I’ve argued aesthetics before. Washington, DC is lacking in that department. We’ve gone through the odd fashion sense of the town—somewhere between early 1990s and “I just don’t care.” The same is true of the city’s architecture, and I have a way out!
DC needs a fashion revolution in general. (Forget your tired, misshapen jeans. Find things that actually fit you and your body. Whatever your body type, baggy, ill-fitting clothes are fooling no one, so cherish what you’re working with).
Now, I’ll argue the same with a less important, but more difficult to change sector—architecture. I can only hope you agree. We need to alter the Buildings Height Act, inject tenacity and re-embrace the innovative thinking this city was founded on. The face of the city needs an over-hall as bad as its fashion sense. All these stopgaps are slowing down the dynamics of the town—and even out politics.
I wrote a recent blog which could be viewed as a relatively scathing review of the city’s current architecture. While past performance in the city is undoubtedly outstanding, there have been few notable additions in recent years aside from monuments. Not to downplay the heroes who these monuments memorialize, but if this city ever wants to regain its vivacious past—a town resultant from true revolution—we need to start with the façade.

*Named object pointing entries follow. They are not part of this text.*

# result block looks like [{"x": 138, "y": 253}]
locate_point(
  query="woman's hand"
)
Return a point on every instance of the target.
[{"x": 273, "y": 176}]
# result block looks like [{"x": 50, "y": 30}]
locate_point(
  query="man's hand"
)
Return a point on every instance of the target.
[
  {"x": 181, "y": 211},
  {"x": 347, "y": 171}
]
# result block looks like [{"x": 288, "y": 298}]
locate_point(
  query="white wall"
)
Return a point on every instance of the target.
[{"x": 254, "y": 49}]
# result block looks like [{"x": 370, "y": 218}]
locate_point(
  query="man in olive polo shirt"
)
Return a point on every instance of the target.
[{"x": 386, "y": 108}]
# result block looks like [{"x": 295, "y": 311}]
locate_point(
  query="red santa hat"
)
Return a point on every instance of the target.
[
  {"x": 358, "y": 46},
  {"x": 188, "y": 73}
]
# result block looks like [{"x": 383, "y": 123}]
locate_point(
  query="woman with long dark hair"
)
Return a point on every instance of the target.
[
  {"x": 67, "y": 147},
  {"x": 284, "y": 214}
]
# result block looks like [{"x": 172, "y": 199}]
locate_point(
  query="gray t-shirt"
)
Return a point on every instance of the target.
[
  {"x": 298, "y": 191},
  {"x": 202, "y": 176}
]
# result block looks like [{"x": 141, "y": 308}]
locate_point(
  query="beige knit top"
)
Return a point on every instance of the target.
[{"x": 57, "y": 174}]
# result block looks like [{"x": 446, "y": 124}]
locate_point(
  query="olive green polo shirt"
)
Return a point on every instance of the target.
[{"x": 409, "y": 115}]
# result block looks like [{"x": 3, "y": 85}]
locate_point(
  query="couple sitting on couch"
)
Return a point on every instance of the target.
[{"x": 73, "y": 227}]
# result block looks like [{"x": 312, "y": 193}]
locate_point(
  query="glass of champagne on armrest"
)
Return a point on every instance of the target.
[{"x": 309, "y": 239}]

There are certain times when fake it ‘til you make it actually works. Assertive posing actually makes us feel more powerful, as evidenced by Amy Cuddy’s TEDTalk. And it’s well documented that just smiling makes us happier. So why can’t the same thing work for a city? If we force a physical renovation, an architectural renaissance in town—can we also affect a more progressive, balanced government, willing to take proactive decisions?

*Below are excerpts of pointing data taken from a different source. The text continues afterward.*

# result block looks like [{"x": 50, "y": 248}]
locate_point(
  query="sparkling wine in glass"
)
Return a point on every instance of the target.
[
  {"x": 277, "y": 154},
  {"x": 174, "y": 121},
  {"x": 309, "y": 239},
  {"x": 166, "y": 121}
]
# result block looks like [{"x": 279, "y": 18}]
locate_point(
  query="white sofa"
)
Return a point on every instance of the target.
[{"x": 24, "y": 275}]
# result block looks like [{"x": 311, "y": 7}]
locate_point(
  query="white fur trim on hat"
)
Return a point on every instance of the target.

I know, it sounds like a dream… but the plan I’ve put together to get that to happen will at the VERY least make you smile!
The first and foremost is to lighten up on the Building Heights Act that restricts buildings to 130 feet. Seriously? It’s been over a hundred years since steel frame construction really got going. Get over it—they don’t fall down! This law is so absurd that the limit is really the lesser of (a) the arbitrary height or (b) the distance to the other side of the street, as if they really REALLY thought the things would tumble down!!
I’m not saying do away with the law altogether. If nothing else, perhaps the law has some historical significance—and it does add a bit more daylight than New York. But please accept some new building applications over 15 floors. Make it a higher standard for aesthetics (yay!), so that they have to be something special. But lay off a bit, or this city is perpetually going to look like the short, fat little sister of every other big beautiful cities—yes, even Detroit.
Now that we’ve loosened the reigns on height, we have at least a slightly less tethered canvass on which to work. Now we need style. There’s one piece of architecture in DC that I’ve used as one of the two types we should be moving forward. While it’s arguably the worst stocked and curated museum on the Mall, the Native American History Museum is gorgeous. Its organic sensation features wildly spinning sandstone that reminds me of my Midwestern Childhood—where sandstone ledges and cliffs seemed to pop up around us at every turn. This building is truly revolutionary.
Obviously, I don’t want the following buildings transported all the way from their homes (or future homes). Rather, use these as inspiration for what this town could also have. Each one is different, tactile, and they feels like someone, not something—and for God’s sake, they’re not big f*#$^%# boxes!!
This first one is in the hills surrounding the mountain city of Monterrey, Mexico. Designed by Rojkind Arquitectos, it’s multiple layers are all disjointed, a technique which provides more than a plain façade. Arguably, this simple format may be one of the more cost-effective ways of making a more creative space.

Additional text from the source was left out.